OK, I’ve made “postdoc” into a verb. Sorry about that, but the question remains “does one need to do one?” The key to considering a postdoc as an optional first step rather than a logical or expected first step is in deciding what your long term goals are before you decide on a postdoc. I’m reminded of a cartoon of an urban “prophet” dressed in a white robe and carrying a sign that says “the end is near.” A man in a business suit is asking him “yes, but what are your goals?” I can’t insert it here because it’s ©, and I don’t have permission.
What do you gain by doing a postdoc? It seems to me there are three major benefits – learning new ways to define and answer (research) problems, getting more publications, and getting to know more people (ie, making your network bigger). Many people, I’m not sure if it’s a majority, get postdocs in the labs of friends or collaborators of their mentors. It may be best to look “outside the box.” All three benefits are important in career development; but, for staying in academia, getting more publications is essential. That may make it easier to answer the question.

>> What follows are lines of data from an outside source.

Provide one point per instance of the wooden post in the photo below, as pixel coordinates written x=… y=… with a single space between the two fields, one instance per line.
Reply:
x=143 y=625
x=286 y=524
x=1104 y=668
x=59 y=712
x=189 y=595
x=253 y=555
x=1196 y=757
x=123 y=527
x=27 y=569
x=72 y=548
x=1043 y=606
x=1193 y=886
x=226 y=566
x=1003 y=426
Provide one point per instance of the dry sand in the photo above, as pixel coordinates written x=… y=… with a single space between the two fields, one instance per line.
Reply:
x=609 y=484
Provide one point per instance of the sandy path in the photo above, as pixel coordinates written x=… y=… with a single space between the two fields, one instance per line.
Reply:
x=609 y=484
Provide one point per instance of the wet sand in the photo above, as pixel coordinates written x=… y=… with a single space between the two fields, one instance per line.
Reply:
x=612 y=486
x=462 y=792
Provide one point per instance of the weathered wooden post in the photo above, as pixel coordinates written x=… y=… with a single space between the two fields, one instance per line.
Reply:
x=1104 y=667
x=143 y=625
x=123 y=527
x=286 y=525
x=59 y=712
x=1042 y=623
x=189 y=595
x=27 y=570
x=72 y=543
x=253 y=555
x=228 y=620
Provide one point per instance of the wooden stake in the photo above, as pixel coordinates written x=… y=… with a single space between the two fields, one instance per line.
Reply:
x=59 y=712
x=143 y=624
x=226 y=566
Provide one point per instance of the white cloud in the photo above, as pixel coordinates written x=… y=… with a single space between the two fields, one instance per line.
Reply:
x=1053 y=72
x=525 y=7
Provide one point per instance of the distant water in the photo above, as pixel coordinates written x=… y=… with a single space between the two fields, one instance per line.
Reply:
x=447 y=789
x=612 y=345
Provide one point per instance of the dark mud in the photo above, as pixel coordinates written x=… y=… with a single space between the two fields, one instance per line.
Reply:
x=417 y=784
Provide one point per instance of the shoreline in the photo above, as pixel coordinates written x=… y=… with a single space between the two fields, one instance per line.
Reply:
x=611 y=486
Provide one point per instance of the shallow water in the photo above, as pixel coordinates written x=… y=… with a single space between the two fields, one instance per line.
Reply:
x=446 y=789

Before I attempt an answer, let me digress a bit here. If you are decided on research and teaching at a 4-year university, medical school, or doing government research, a postdoc may be needed because your first applications may not have been successful or because the people you will be working with are using postdoc experience as a means of reducing the supply:demand ratio. An exception? Yes – if you are set more firmly on teaching than on research, explore the opportunities at 2-year or community colleges granting associate degrees. They are full of eager students who will be moving on to finish their final years of bachelor’s study at a 4-year school.
Begin exploring the many non-academic options. Science PhDs have transferable problem-solving and analytical skills that will catch the eye of corporate Human Resource managers and potential team leaders (ie, department heads), in fields even remotely related to their research. They are looking for smart people with backgrounds and experience that corresponds to a job description – where the postdoc “ingredient” is not often included in the “recipe” for success.
Do a little investigation of your own. Look at the backgrounds of the Bio Careers bloggers and see where they are now. When you’ve seen some non-academic options that are interesting, visit some corporate and other non-academic internet sites. Click on the button that lists the employment opportunities to see what the requirements are. Visit LinkedIn and search companies, institutions, and professions to find the profiles of people who have professions of interest to you. Do they list postdocs among their experiences or in their own profiles?
Have you answered the question – yes, no, optional or required? Think about it this way – a postdoc is almost by definition a “stopover” on the way to another destination. You might do well to look for a “direct flight” that arrives a bit sooner.